Does this count?: Mary Richards moved to a new apartment for the last two or three seasons of The Mary Tyler Moore Show.


By Adam Bomb on Friday, July 14, 2006 - 9:40 am:

Name a show with an episode in which one or more of the characters goes on a game show.

Didn't Cliff of Cheers appear on Jeopardy?


By ScottN on Friday, July 14, 2006 - 9:45 am:

Game show: There was the one where Ricky had watched a show being recorded, and Lucy was convinced he was a genius, and then had to steal the answers when they did the show on the Radio.


By Cliff Clavin on Friday, July 14, 2006 - 10:18 am:

Who are three people who have never been in my kitchen?


By LUIGI NOVI on Saturday, July 15, 2006 - 2:38 am:

1. Night Court. Bull went on a question & answer show.

2. Gilligan's Island. I think the episode where the Howell's found out they weren't really married after all.

3. Friends. One or two eps, in fact. An earlier one in which they played poker against one another. Yet another in which Joey and Chandler faced off against Rachel and Monica in a trivia game devised by Ross to see how knew more about the other. Although one side was male and the other female, I'm not sure if this qualifies under your rules.

4. Perfect Strangers and Friends, (See my 10.6.05. post.)

5. Laverne & Shirley. I'd say Three's Company too, but that was in the last scene of the series finale, and turned into an entire new spinoff, Three's Company, so I don't think it qualifies as "rest of the series' run."

6. Can't think of one.


By ScottN on Saturday, July 15, 2006 - 11:38 am:

3. Friends Don't forget the episode where Joey was auditioning for the host of "Bamboozled!"


By LUIGI NOVI on Saturday, July 15, 2006 - 9:54 pm:

Oh yeah.

And as for #1, wasn't there a sitcom in which the characters went on Family Feud, or something?


By Todd Pence on Tuesday, July 18, 2006 - 9:33 pm:

FIRST ROUND:

#1: The Fugitive: In the second-season episode "Escape Into Black", Dr. Richard Kimble contracts amnesia after receiving a head injury in the explosion of a diner's oven. When he learns his true identity, he wonders if he is really guilty and considers turning himself in to Lt. Gerard.

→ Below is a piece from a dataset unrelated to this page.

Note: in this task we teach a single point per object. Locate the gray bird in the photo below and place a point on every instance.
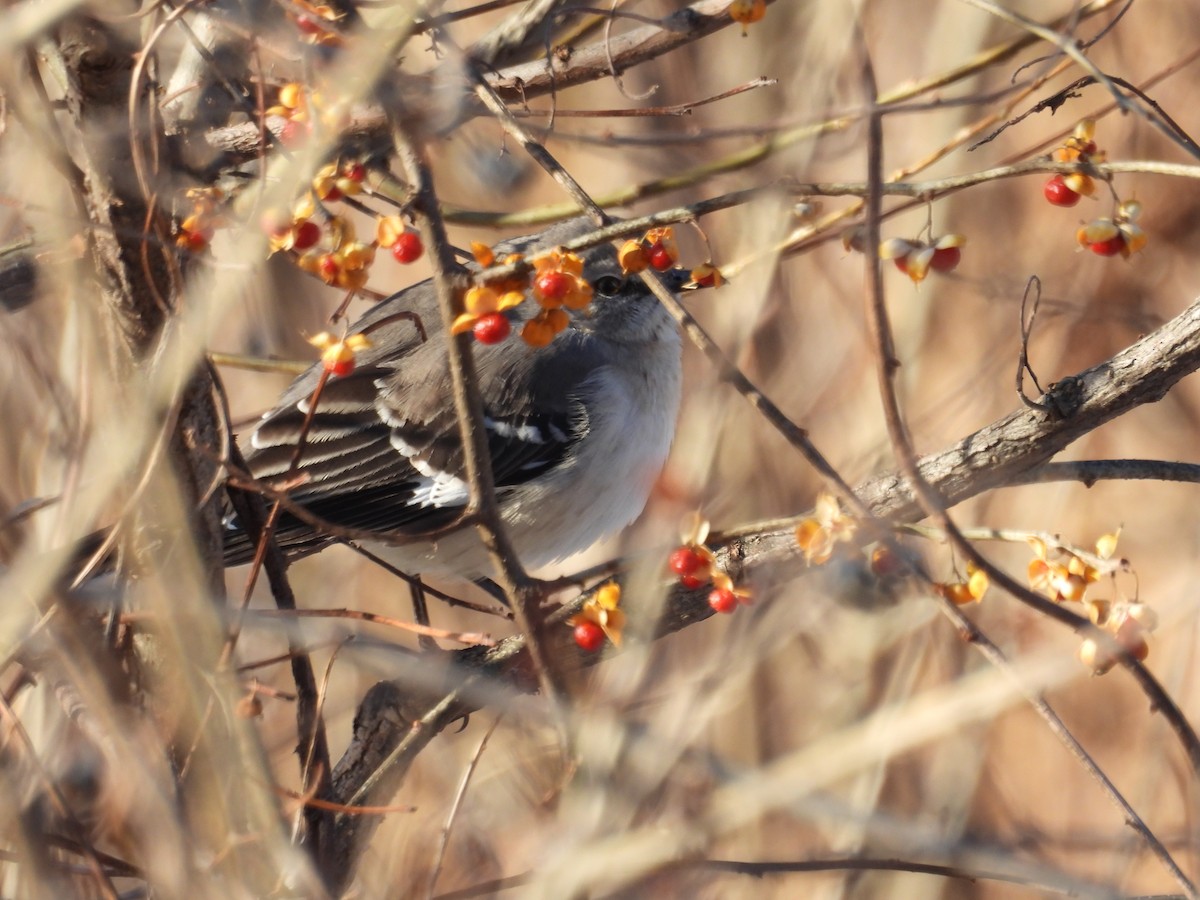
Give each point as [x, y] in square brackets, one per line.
[577, 431]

#5: The Prisoner, I'm not sure but I think the episode is called "Free For All".

#8: In the Incredible Hulk episode "Captive Night" David Banner gets trapped in both places specified and each instance triggers his transformation into the Hulk. First he is locked in an elevator shaft with the elevator about to come loose from its cable and drop on him. Then, he is later locked in the money vault of a department store.

#10: The Brady Bunch: The Brady family gets chosen for a role in a detergent commercial, but the director becomes fed up with their "method acting" approach.

ROUND TWO:

#1: On an episode of the A-Team, Dwight Schultz's Howling Mad Murdock character appears on Wheel of Fortune.

#2: Happy Days, when Ralph and Potsie shared an apartment. (I'm not sure at all, but I think something similar may have happened on Welcome Back Kotter when Vinnie got his own apartment).

#3:#10: The Brady Bunch: TWO seperate instances. In the earlier episode, the boys go up against the girls in a card-house building contest for the right to determine how a book of stamps will be spent. In a much later segment, Greg faces off against Marsha in a driving contest in which the two try to stop as close as they can to a traffic cone without knocking an egg off of it. The girls win both contests, albeit the first time on a technicality (Tiger knocks over the card house on the boys' turn).

#4: Again, The Brady Bunch. See number 10 in the "Round One" listing.

#6: Yet once again, this happened in The Brady Bunch, a veritable repository of TV sitcom cliches.